The lack of overall Medicaid savings in the first year after participation in CHECK may be explained by multiple reasons. First, CHECK was funded at the same time the state of Illinois rolled out managed care plans for Medicaid recipients in Cook County. During the first year of CHECK, the majority of publicly insured children and young adults in Cook County were transitioned from the traditional fee-for-service state Medicaid program to an MCO.14,15 This transition likely affected cost as MCOs manage cost, utilization, and quality of care differently than a fee-for-service program. Additionally, the transition to a Medicaid MCO may have disrupted care while beneficiaries attempted to navigate new insurance benefits and network restrictions.
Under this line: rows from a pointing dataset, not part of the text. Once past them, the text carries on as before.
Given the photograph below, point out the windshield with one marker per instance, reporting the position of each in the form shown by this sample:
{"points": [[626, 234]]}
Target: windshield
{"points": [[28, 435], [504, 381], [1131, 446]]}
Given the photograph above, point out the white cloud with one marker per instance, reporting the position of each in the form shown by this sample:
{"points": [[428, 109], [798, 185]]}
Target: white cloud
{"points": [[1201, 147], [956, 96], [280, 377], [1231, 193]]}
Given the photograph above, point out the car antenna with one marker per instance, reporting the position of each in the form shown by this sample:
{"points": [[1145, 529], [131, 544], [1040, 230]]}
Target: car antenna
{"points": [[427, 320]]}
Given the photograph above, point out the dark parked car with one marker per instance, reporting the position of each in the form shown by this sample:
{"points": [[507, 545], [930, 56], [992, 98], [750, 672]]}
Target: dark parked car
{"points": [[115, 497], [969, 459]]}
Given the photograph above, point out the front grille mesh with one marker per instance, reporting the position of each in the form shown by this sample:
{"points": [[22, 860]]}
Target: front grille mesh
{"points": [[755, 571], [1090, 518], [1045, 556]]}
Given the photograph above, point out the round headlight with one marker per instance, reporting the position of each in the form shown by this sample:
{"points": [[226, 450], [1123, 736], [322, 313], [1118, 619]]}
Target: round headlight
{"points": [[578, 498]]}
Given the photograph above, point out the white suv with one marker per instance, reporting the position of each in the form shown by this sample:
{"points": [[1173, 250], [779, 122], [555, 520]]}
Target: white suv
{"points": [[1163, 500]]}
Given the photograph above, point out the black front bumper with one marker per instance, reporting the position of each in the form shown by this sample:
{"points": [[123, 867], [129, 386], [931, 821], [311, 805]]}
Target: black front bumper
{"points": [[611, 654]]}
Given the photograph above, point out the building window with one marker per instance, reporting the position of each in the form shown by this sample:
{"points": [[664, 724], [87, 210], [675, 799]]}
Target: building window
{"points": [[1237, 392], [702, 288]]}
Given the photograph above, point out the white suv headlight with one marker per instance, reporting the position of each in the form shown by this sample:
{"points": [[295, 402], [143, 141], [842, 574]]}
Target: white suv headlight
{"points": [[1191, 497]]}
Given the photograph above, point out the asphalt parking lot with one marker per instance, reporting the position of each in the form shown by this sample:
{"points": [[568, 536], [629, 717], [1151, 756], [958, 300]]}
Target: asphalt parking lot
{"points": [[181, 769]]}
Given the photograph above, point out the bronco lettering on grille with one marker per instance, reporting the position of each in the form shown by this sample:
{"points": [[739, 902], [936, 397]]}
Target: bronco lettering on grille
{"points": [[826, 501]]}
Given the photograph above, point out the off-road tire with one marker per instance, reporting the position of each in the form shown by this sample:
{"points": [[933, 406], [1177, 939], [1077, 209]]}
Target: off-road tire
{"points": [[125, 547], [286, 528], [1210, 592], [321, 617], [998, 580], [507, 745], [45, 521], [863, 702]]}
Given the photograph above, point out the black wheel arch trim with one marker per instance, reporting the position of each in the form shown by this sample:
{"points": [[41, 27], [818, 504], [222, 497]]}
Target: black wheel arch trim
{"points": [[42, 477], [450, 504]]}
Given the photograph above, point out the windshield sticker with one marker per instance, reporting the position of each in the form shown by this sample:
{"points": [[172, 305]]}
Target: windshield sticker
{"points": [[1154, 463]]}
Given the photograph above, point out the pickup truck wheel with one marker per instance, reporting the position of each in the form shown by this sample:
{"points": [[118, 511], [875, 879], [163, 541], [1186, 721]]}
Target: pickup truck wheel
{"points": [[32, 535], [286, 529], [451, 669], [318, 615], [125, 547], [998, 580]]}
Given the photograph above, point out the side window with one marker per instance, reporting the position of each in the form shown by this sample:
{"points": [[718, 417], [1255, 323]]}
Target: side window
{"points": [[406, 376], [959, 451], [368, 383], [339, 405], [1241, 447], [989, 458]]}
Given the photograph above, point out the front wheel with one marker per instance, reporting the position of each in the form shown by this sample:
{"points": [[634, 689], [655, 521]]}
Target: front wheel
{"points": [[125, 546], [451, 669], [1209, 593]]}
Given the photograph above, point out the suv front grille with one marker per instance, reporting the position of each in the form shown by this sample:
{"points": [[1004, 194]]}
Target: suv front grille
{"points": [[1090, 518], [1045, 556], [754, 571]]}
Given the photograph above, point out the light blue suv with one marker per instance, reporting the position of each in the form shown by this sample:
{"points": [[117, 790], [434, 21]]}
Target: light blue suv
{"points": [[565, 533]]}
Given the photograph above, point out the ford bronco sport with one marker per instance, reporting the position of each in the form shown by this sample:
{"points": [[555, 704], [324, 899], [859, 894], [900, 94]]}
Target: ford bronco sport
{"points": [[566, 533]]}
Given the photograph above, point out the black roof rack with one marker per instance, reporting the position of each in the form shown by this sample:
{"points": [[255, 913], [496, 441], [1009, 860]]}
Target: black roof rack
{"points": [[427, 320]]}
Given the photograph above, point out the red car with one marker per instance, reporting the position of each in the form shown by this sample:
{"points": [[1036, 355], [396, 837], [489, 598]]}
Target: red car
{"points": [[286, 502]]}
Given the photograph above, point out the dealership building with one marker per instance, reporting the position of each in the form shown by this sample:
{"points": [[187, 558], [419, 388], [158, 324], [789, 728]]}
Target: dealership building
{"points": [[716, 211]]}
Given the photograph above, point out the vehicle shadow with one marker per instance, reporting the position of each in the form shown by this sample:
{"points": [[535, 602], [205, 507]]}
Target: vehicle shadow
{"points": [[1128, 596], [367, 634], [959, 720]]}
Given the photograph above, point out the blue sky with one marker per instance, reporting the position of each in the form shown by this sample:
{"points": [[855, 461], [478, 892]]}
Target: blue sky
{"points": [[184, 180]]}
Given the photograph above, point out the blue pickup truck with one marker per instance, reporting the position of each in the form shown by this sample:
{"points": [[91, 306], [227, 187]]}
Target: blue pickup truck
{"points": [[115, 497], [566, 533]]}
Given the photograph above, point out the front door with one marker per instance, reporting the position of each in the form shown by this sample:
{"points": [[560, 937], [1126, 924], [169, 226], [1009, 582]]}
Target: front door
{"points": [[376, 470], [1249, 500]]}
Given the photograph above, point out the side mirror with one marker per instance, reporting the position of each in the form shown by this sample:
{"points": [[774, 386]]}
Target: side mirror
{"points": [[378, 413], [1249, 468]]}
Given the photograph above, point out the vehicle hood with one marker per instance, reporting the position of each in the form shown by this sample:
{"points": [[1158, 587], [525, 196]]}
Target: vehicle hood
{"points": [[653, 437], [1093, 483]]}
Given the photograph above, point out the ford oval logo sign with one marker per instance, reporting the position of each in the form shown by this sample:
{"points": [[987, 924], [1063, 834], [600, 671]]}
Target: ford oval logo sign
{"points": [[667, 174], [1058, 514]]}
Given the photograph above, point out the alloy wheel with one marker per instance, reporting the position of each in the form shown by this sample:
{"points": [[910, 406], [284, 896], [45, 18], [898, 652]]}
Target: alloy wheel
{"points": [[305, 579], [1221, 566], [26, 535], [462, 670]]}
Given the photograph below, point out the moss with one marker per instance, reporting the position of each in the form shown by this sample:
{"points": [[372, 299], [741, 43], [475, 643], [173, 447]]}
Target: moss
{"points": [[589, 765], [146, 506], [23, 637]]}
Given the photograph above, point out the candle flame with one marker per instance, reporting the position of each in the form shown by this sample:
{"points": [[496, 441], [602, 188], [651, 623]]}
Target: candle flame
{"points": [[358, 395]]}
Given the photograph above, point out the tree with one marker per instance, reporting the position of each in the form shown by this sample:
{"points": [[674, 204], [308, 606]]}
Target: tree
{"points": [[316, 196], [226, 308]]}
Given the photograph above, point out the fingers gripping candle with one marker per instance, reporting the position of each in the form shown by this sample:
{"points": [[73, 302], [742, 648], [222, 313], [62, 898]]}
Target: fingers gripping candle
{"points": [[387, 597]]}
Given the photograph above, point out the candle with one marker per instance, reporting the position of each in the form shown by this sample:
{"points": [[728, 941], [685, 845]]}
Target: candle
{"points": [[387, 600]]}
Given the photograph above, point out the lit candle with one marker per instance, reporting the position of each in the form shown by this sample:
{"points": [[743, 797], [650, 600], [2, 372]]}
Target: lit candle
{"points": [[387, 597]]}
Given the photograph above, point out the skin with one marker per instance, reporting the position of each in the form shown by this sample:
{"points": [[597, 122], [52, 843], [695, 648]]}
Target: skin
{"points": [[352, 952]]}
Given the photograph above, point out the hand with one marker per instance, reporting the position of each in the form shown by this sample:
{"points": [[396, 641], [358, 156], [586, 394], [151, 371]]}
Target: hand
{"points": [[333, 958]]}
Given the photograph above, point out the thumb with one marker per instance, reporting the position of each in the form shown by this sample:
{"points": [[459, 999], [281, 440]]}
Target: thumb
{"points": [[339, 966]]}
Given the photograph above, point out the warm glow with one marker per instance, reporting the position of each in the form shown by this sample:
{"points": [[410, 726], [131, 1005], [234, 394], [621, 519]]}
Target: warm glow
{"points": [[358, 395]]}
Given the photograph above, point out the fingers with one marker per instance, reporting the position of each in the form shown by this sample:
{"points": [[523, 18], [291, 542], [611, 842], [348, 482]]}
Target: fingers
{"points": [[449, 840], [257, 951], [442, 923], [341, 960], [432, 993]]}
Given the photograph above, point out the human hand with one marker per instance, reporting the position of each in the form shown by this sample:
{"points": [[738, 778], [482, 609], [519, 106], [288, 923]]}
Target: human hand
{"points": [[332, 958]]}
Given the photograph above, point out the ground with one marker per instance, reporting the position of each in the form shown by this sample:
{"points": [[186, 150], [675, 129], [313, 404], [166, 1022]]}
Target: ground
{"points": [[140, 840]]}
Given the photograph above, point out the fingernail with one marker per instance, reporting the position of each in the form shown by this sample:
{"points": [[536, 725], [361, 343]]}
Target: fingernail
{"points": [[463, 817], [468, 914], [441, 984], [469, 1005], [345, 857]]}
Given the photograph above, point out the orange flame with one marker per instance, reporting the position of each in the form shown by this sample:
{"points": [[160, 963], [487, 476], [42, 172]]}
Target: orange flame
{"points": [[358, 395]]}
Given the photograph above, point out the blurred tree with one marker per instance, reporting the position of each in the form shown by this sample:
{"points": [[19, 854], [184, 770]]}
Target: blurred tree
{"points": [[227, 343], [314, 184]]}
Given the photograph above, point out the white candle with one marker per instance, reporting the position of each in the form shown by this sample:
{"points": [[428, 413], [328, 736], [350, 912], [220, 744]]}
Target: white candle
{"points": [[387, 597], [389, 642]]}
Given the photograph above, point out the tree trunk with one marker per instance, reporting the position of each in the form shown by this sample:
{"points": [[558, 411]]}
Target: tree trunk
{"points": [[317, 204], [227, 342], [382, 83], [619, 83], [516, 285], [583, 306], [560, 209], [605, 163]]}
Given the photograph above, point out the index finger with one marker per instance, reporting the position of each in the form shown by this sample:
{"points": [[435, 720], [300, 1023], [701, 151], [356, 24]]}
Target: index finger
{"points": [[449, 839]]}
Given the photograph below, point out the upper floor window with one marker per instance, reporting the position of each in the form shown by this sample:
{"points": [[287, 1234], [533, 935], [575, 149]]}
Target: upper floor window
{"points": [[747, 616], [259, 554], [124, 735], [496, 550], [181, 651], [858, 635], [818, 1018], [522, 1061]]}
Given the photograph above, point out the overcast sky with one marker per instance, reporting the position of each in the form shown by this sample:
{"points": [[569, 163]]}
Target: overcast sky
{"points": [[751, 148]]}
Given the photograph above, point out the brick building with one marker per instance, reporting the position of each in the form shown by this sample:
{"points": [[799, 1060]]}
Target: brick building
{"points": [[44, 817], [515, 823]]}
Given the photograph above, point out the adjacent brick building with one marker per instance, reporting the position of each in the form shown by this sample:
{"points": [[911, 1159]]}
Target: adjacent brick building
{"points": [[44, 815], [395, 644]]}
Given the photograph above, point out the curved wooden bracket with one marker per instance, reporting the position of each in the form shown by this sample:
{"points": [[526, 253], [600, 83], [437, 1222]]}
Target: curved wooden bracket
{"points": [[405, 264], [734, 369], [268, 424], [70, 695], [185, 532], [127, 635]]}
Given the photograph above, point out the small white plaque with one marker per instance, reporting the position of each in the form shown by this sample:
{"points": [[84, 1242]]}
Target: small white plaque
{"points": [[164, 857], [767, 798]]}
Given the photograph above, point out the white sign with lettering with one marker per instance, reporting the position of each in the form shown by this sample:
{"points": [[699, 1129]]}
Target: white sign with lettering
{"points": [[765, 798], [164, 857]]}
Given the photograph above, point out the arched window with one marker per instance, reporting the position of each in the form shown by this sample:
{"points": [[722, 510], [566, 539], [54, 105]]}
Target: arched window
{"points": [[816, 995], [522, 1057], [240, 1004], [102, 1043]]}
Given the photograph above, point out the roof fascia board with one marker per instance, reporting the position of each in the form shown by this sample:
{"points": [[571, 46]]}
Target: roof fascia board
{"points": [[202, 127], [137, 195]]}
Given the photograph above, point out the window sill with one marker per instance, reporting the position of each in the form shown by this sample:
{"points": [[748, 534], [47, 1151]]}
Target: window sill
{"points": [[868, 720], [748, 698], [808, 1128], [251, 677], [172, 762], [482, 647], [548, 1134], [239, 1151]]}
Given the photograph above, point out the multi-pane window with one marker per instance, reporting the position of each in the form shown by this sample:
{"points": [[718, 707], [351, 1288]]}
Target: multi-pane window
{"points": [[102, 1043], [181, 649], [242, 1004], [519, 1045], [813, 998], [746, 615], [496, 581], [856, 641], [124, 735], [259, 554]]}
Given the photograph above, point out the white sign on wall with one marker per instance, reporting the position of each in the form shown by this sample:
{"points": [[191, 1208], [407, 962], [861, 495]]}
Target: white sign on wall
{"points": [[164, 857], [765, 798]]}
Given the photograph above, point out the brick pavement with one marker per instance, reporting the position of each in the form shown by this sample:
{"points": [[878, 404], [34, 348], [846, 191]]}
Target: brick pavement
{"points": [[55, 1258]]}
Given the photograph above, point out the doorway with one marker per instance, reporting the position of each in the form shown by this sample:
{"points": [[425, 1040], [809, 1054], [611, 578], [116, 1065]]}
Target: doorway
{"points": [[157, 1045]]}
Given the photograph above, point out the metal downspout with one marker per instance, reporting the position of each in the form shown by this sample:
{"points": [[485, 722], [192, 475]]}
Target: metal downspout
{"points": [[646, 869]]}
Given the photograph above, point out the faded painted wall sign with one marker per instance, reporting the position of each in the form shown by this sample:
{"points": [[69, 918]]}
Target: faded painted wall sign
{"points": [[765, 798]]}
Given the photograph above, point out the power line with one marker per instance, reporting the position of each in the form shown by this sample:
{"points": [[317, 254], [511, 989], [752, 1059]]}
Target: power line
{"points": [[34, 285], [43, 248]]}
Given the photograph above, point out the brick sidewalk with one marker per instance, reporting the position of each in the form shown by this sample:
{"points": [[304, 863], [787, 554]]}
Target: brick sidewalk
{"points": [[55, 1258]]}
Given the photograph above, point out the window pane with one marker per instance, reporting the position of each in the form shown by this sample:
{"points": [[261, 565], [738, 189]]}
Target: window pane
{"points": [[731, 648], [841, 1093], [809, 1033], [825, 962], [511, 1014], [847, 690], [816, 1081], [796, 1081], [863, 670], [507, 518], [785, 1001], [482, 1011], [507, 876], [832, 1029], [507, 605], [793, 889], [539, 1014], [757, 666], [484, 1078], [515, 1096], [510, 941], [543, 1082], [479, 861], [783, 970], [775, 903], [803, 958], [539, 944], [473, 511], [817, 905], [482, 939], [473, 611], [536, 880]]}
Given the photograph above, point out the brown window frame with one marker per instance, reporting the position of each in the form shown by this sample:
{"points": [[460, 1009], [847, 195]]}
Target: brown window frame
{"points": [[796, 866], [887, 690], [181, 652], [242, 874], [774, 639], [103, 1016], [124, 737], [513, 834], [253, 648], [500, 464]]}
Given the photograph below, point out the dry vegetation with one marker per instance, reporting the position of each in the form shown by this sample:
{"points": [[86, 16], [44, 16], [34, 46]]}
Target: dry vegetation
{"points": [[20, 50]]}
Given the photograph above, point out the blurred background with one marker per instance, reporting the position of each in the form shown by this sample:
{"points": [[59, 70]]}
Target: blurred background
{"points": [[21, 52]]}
Statewide enrollment into Medicaid MCOs is a recent change in Illinois; however, this model has been used in other states and is often associated with cost savings, although findings have been inconsistent across states.16,17 Second, engaging families in care has been shown to result in increased utilization and expenditures,7,17 a finding that was not observed in our analysis. Third, most large care coordination programs have not resulted in cost savings, especially during the first year.7,17 The full benefit of care coordination may take years to occur, especially for a program focused on children and young adults.
Limitations
Our study had limitations. First, this was a care delivery program; thus, the services provided to participants were based on participant needs and resources available and were not equal across all participants. This is different from traditional clinical trials, in which uniformity of exposure are a priority. Second, there are limitations to administrative claims data, including the risk of misclassification of diagnoses, miscoding, or duplicate claims. Third, identification of CHECK eligible participants was conducted by the individual Medicaid MCO using the eligibility criteria provided by CHECK; however, some participants did not meet all CHECK eligibility criteria (eg, no targeted CHECK diagnosis). This could be because of errors in the claims data or errors in how the payers identified eligibility. Fourth, CHWs are a growing but varied workforce, and the effectiveness of care coordination efforts likely varied by CHW as well.18
Conclusions
Medicaid expenditures and utilization patterns decreased similarly among participants who were enrolled in the CHECK program and those in the UC group. Among children and young adults with asthma and those considered medium and high risk, a comprehensive care coordination program indicated that it could decrease ED utilization.